A questo si aggiunge un cronico sottodimensionamento degli organici. Nelle strutture pubbliche lavorano 29.785 unità, a cui si aggiungono 11.949 persone che sono operative nelle strutture convenzionate. Rispetto ai dati del fabbisogno calcolato secondo gli standard minimi approvati dalla Conferenza Stato-Regioni a dicembre 2022, mancano oltre 13.000 medici, psicologi, educatori, infermieri e altre figure professionali.

Eppure, il nostro Paese è uno di quelli in cui la situazione è più critica.
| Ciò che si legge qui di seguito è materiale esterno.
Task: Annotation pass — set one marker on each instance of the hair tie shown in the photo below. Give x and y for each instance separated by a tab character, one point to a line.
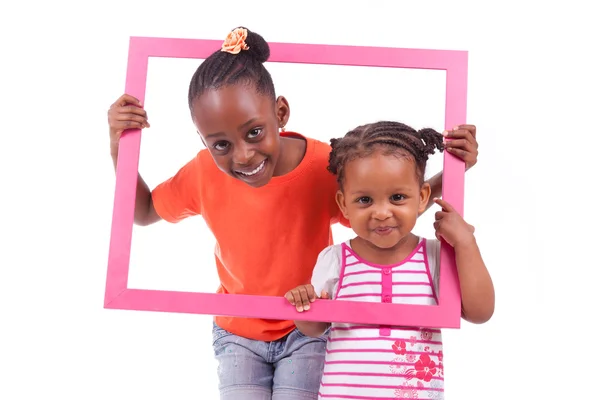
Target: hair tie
235	41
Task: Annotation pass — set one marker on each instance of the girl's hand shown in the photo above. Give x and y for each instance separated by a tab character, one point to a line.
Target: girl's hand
463	144
451	227
302	296
125	113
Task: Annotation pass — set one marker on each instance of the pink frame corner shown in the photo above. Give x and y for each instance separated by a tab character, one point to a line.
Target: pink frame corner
118	296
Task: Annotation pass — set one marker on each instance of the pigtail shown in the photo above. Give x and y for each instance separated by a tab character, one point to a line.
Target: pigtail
333	164
432	140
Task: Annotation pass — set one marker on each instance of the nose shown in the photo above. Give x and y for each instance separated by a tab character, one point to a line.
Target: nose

Secondo l’indagine Ipsos promossa dal Gruppo Axa sulla salute mentale pubblicata a marzo, che ha coinvolto un campione di 30.600 persone di età compresa tra i 18 e i 74 anni in 16 Paesi, l’Italia, insieme al Giappone, presenta la più bassa percentuale di persone che avvertono uno stato di pieno benessere mentale: solo il 18%, un dato in calo rispetto allo scorso anno (20%).

Rispetto al 2022, però, diminuisce anche lo stigma sull’argomento e cresce la propensione a prendersi cura della propria salute mentale: “oltre il 60% degli italiani - si legge nel rapporto - si rivolge a medici e specialisti per la diagnosi delle malattie mentali, dato in controtendenza rispetto allo scorso anno, dove l’Italia era il primo Paese europeo in classifica per numero di persone che avevano scelto la strada dell’autodiagnosi”.